サービス哲学

サービスの基本は1to1

私は、どんなに忙しくても1to1サービスを大切にしてきました。

1to1サービスとは、お客様ひとりひとりに個別サービスをすること。レストランであれば、その人の好み、性格、勤め先、趣味、考え方などあらゆることを踏まえたうえで、最適なサービスをします。

ファミリーレストランではなかなか、それはできません。お客様への対応は、マニュアルを通して、型通りのサービスがお客様に適応されるはずです。子どもやお年寄りの方に対するマニュアルはあっても、遠藤さんのシャイな娘さんへのサービスと、今井さんの活発な娘さんへの対応は当然違います。

こうした対応力は、人間力が高くなければ出来ません。1to1サービスは、言葉にすると簡単ですが、お客様の名前を憶え、好みを覚え、手紙を書いたり、その人だけのオリジナルを考えたり、非常に手間がかかるものです。

デジタルで1to1サービス

ところが、時代は、デジタルで1to1サービスが可能になるように進化してきました。むしろ、お客様の多様化するニーズと消費行動の低下により、そうしないと生き残れなくなるのではないかと予想しています。

どういうことかというと、たとえば、はじめて来られたお客様に満足頂いたとします。でも、次回また来てくれるとは限りません。

しかし、その方に対して、家についたころ、サンキューメールが届いたらどうでしょう。

「」
今日はご来店ありがとうございました。色々とお話を聞かせていただいてとても勉強になりました。あの、サイコロと将棋の話には驚きました・・・

なんて、メールが届くと、お客様も「おっ」と思うかもしれない。

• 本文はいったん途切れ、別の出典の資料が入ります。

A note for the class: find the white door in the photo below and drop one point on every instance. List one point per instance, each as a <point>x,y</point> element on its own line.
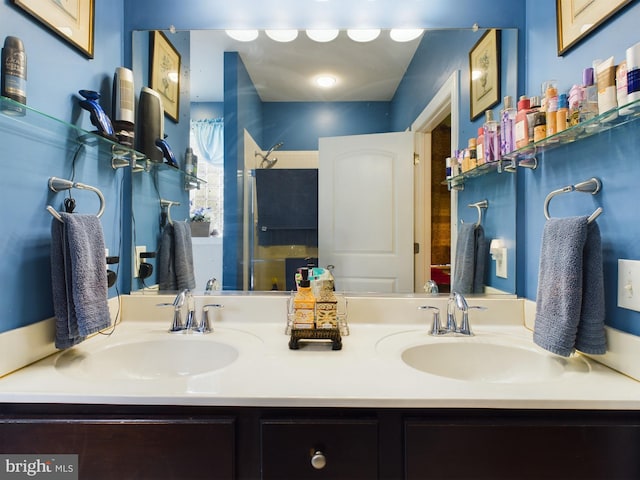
<point>365,211</point>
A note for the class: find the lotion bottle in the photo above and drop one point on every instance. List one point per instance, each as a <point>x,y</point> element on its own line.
<point>491,138</point>
<point>304,303</point>
<point>14,74</point>
<point>507,127</point>
<point>522,124</point>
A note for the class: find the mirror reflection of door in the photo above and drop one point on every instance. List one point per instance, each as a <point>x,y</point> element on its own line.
<point>365,211</point>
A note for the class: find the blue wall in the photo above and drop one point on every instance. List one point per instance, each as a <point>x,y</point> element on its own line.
<point>300,124</point>
<point>56,72</point>
<point>612,157</point>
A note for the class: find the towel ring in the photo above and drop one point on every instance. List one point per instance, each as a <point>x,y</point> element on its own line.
<point>60,184</point>
<point>168,204</point>
<point>479,206</point>
<point>592,186</point>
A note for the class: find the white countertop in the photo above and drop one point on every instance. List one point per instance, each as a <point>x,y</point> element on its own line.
<point>367,372</point>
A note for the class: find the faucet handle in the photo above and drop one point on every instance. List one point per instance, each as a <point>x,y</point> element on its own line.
<point>436,328</point>
<point>205,324</point>
<point>465,327</point>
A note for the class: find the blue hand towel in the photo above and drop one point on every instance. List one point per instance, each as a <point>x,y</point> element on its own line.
<point>166,263</point>
<point>591,337</point>
<point>471,258</point>
<point>175,258</point>
<point>79,279</point>
<point>570,288</point>
<point>183,258</point>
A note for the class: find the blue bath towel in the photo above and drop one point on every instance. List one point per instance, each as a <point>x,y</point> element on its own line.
<point>175,258</point>
<point>570,298</point>
<point>79,278</point>
<point>471,259</point>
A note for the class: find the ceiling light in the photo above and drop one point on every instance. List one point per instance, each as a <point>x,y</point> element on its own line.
<point>405,34</point>
<point>282,35</point>
<point>243,35</point>
<point>323,35</point>
<point>325,81</point>
<point>363,35</point>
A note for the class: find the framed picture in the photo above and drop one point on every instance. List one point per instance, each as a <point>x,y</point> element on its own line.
<point>484,73</point>
<point>165,73</point>
<point>576,19</point>
<point>73,20</point>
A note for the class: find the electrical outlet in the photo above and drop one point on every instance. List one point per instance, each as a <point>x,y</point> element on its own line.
<point>139,249</point>
<point>629,284</point>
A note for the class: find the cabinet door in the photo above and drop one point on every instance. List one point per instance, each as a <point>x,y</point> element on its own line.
<point>339,449</point>
<point>522,451</point>
<point>127,448</point>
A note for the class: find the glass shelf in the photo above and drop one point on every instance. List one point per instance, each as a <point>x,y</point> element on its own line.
<point>457,182</point>
<point>526,156</point>
<point>24,120</point>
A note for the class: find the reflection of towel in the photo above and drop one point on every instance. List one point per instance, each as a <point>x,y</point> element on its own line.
<point>570,298</point>
<point>175,258</point>
<point>471,259</point>
<point>79,278</point>
<point>287,203</point>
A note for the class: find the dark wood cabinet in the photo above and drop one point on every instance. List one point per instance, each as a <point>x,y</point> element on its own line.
<point>163,448</point>
<point>321,448</point>
<point>163,442</point>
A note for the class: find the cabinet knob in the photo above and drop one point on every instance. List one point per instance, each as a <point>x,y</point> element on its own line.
<point>318,460</point>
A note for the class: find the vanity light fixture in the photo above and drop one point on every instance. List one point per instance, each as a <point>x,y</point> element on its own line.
<point>282,35</point>
<point>325,81</point>
<point>324,35</point>
<point>243,35</point>
<point>363,34</point>
<point>405,34</point>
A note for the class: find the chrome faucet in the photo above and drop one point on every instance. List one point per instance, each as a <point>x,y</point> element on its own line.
<point>185,297</point>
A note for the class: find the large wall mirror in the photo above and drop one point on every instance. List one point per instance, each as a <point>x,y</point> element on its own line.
<point>280,130</point>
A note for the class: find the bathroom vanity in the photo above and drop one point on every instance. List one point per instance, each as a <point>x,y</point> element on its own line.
<point>266,411</point>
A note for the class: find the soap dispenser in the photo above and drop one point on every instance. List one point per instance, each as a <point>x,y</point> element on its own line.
<point>304,303</point>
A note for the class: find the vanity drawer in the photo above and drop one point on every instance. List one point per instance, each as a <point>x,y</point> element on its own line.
<point>339,449</point>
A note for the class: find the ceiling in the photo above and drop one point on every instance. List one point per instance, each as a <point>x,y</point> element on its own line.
<point>285,71</point>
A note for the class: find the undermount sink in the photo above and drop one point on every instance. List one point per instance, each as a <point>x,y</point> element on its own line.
<point>151,359</point>
<point>488,359</point>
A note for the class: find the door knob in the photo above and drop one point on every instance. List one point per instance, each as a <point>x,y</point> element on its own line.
<point>318,460</point>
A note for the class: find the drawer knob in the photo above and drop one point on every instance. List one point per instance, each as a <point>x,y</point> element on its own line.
<point>318,460</point>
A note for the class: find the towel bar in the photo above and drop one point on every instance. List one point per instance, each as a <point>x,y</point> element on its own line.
<point>592,186</point>
<point>168,204</point>
<point>479,206</point>
<point>59,184</point>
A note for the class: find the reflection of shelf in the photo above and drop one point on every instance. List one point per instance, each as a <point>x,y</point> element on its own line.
<point>526,156</point>
<point>457,182</point>
<point>24,120</point>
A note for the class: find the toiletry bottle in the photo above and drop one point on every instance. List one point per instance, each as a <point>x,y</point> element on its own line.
<point>534,108</point>
<point>621,87</point>
<point>471,154</point>
<point>589,100</point>
<point>551,106</point>
<point>507,127</point>
<point>327,306</point>
<point>540,126</point>
<point>633,72</point>
<point>304,303</point>
<point>562,115</point>
<point>522,127</point>
<point>14,73</point>
<point>491,138</point>
<point>480,147</point>
<point>188,161</point>
<point>606,82</point>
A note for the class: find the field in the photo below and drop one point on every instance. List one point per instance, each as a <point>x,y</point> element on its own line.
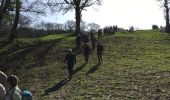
<point>136,66</point>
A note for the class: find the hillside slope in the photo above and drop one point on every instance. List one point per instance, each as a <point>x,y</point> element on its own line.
<point>136,66</point>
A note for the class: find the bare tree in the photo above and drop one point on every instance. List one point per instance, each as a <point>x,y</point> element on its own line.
<point>77,5</point>
<point>4,8</point>
<point>166,5</point>
<point>26,7</point>
<point>93,26</point>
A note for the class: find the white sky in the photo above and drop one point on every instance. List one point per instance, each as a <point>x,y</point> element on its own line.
<point>141,14</point>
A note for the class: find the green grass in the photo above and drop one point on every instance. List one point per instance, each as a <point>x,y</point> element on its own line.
<point>136,66</point>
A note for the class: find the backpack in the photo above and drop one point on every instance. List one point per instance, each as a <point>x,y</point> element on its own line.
<point>26,95</point>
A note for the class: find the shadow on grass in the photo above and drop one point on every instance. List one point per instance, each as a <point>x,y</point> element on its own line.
<point>56,87</point>
<point>79,68</point>
<point>62,82</point>
<point>93,69</point>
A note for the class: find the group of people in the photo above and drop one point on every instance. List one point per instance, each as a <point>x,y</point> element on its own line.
<point>9,89</point>
<point>70,58</point>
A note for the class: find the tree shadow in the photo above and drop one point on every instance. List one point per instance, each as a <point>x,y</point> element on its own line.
<point>56,87</point>
<point>93,69</point>
<point>79,68</point>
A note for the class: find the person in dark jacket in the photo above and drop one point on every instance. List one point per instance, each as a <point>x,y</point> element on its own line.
<point>99,52</point>
<point>86,52</point>
<point>70,59</point>
<point>78,41</point>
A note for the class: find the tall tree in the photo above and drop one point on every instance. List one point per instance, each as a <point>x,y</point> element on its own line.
<point>16,20</point>
<point>33,7</point>
<point>4,8</point>
<point>77,5</point>
<point>166,5</point>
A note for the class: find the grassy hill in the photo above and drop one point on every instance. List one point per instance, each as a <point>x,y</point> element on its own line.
<point>136,66</point>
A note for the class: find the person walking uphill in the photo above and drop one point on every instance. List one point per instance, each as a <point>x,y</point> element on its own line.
<point>86,52</point>
<point>70,59</point>
<point>14,93</point>
<point>99,52</point>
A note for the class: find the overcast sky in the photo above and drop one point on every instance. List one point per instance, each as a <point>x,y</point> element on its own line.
<point>141,14</point>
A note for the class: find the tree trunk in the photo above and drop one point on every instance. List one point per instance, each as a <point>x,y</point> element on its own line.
<point>15,24</point>
<point>167,28</point>
<point>4,7</point>
<point>78,19</point>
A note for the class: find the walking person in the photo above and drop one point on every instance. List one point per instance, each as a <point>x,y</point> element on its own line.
<point>99,52</point>
<point>2,92</point>
<point>86,52</point>
<point>78,41</point>
<point>14,93</point>
<point>70,59</point>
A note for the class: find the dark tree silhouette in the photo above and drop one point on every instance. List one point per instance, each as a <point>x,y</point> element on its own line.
<point>77,5</point>
<point>16,20</point>
<point>4,8</point>
<point>165,5</point>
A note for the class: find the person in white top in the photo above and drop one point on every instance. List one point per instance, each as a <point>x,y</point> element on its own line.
<point>14,93</point>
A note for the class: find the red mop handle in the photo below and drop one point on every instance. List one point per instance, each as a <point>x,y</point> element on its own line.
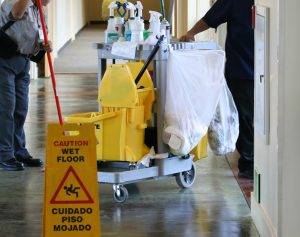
<point>46,42</point>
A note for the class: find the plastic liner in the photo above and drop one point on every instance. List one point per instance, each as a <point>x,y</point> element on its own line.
<point>194,85</point>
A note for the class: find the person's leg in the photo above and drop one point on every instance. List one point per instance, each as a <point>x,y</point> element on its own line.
<point>7,107</point>
<point>21,109</point>
<point>243,93</point>
<point>20,114</point>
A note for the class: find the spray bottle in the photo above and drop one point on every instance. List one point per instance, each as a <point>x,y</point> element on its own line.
<point>138,27</point>
<point>166,30</point>
<point>155,25</point>
<point>131,8</point>
<point>111,35</point>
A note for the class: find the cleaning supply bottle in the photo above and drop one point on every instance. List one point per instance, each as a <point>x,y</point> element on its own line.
<point>166,29</point>
<point>137,31</point>
<point>111,34</point>
<point>155,23</point>
<point>128,25</point>
<point>138,26</point>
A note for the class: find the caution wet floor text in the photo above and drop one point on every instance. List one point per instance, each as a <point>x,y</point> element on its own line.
<point>71,206</point>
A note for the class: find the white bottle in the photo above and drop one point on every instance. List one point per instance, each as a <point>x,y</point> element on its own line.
<point>137,31</point>
<point>166,28</point>
<point>111,32</point>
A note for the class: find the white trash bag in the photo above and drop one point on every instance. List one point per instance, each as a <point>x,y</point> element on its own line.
<point>223,131</point>
<point>194,83</point>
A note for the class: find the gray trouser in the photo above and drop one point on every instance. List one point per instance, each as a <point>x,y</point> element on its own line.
<point>14,88</point>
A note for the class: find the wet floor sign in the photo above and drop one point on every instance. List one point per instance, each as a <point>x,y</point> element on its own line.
<point>71,206</point>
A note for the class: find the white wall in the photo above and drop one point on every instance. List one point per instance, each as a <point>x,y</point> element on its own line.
<point>66,19</point>
<point>289,117</point>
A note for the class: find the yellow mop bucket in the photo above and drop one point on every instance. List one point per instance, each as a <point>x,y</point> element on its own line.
<point>126,111</point>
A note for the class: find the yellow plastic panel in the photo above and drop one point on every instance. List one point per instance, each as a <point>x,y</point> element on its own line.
<point>118,88</point>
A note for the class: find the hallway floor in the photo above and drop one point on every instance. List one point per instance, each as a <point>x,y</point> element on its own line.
<point>215,206</point>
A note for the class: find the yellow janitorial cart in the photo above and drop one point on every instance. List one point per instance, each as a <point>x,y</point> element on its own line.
<point>130,121</point>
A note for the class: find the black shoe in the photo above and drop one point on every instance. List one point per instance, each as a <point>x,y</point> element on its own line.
<point>12,165</point>
<point>246,174</point>
<point>29,161</point>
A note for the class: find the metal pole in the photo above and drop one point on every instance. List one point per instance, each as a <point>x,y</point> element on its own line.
<point>53,79</point>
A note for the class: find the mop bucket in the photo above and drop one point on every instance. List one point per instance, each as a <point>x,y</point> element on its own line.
<point>126,109</point>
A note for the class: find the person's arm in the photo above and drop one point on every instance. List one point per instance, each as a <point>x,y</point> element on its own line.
<point>198,28</point>
<point>19,9</point>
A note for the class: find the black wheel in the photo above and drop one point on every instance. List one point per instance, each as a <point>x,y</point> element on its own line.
<point>121,194</point>
<point>186,179</point>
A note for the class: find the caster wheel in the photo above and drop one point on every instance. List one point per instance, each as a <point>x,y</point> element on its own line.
<point>186,179</point>
<point>121,194</point>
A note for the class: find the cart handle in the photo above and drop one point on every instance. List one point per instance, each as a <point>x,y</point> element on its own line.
<point>92,119</point>
<point>149,59</point>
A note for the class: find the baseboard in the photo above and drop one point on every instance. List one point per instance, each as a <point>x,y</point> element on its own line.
<point>98,22</point>
<point>262,220</point>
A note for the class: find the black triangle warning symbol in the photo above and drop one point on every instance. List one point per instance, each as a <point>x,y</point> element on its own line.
<point>71,190</point>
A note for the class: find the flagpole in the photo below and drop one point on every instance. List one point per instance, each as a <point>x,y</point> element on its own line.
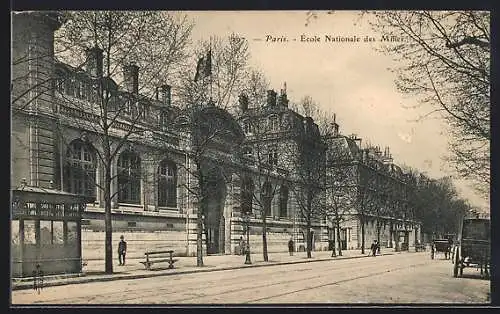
<point>210,51</point>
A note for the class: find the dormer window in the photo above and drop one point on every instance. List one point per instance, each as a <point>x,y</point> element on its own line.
<point>247,152</point>
<point>273,123</point>
<point>272,157</point>
<point>247,127</point>
<point>163,120</point>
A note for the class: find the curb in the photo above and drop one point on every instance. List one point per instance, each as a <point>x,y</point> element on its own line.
<point>78,280</point>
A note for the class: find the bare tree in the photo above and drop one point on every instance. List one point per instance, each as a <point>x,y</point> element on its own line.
<point>206,94</point>
<point>105,43</point>
<point>444,58</point>
<point>435,203</point>
<point>308,166</point>
<point>227,72</point>
<point>340,183</point>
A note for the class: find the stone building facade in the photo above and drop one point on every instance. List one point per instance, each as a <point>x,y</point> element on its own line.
<point>377,196</point>
<point>54,144</point>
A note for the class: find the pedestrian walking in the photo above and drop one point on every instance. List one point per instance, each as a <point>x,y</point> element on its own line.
<point>290,246</point>
<point>242,245</point>
<point>122,250</point>
<point>373,248</point>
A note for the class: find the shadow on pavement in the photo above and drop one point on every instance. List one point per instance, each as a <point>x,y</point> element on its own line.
<point>474,276</point>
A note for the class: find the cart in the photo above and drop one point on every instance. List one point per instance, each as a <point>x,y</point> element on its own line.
<point>473,247</point>
<point>441,246</point>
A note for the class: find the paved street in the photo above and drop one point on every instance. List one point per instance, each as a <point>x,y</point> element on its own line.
<point>399,278</point>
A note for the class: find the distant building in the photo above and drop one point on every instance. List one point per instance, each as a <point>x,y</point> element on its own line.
<point>375,194</point>
<point>54,144</point>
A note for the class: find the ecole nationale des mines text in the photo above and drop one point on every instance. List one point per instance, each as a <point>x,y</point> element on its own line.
<point>330,38</point>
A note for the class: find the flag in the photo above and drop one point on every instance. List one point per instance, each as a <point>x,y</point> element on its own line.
<point>204,67</point>
<point>199,69</point>
<point>208,63</point>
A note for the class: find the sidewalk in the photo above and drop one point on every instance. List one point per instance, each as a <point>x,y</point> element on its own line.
<point>94,271</point>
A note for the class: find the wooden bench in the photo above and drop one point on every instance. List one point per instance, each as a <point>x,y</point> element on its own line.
<point>419,247</point>
<point>159,257</point>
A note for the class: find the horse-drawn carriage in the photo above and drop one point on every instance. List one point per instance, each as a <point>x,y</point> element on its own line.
<point>473,248</point>
<point>441,246</point>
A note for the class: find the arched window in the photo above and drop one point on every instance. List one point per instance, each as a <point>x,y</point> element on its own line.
<point>272,156</point>
<point>247,188</point>
<point>247,127</point>
<point>80,169</point>
<point>273,123</point>
<point>283,201</point>
<point>267,197</point>
<point>167,184</point>
<point>129,178</point>
<point>247,152</point>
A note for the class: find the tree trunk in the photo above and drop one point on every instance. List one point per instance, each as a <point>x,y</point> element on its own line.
<point>379,226</point>
<point>362,220</point>
<point>199,218</point>
<point>308,236</point>
<point>199,236</point>
<point>339,240</point>
<point>108,242</point>
<point>264,239</point>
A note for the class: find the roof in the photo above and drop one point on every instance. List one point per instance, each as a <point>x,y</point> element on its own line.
<point>36,194</point>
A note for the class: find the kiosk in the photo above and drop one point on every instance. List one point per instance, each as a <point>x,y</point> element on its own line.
<point>45,231</point>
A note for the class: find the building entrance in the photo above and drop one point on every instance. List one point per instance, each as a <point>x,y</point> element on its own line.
<point>214,221</point>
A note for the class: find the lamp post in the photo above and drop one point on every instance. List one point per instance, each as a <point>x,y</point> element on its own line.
<point>246,219</point>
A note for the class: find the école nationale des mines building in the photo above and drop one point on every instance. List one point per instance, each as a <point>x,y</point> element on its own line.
<point>54,148</point>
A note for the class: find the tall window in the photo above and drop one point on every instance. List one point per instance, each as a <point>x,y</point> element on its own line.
<point>273,123</point>
<point>129,178</point>
<point>167,184</point>
<point>80,169</point>
<point>247,152</point>
<point>247,127</point>
<point>283,201</point>
<point>267,197</point>
<point>247,188</point>
<point>272,157</point>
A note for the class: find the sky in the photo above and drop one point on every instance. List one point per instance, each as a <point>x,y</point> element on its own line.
<point>348,78</point>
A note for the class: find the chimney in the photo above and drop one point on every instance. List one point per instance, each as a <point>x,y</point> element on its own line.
<point>243,101</point>
<point>93,63</point>
<point>131,78</point>
<point>308,124</point>
<point>282,99</point>
<point>271,98</point>
<point>164,94</point>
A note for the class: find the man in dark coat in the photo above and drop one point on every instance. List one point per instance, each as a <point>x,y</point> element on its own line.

わざわざ自分のために忙しい中送ってくれたのかな?そんな風に思ってもらえたら成功です。

そして、その2週間後、再びメール。

「」
先だって、お話頂いたサイコロと将棋の真実、他のお客様に話したら、とても盛り上がりました・・・

ところで、先だって、食べてみたいと仰ってた、オオカミウオを仕入れてきました。

なんて、きたらどうでしょう?他のお店へ行こうかと思案していたところへ舞い込んで来たら、もう一度、行ってみようかなとなりませんか?

AIの活用

こうしたことはすでに、自動的にできるような仕組みがあります。自動、ですよ。人がわざわざ作らなくても、あらかじめ設定された文面が、設定時間通りに、お客様のもとへ、メールが来るのです。しかも、たった1人のお客様だけではない、情報さえあれば、すべての人にできる。

これがデジタル社会の強み、AIの進歩のひとつなのです。

人はいかんせん、忘れやすく、時には風邪もひけば、疲れて動けなくなることだってあります。ところがデジタルにこれはない。

こうしたデジタルを活用しながらも、心から、お客様ひとりひとりを大切にすることが出来たら、そのお店は成果・効率・効果とも最大を求められるのではないでしょうか。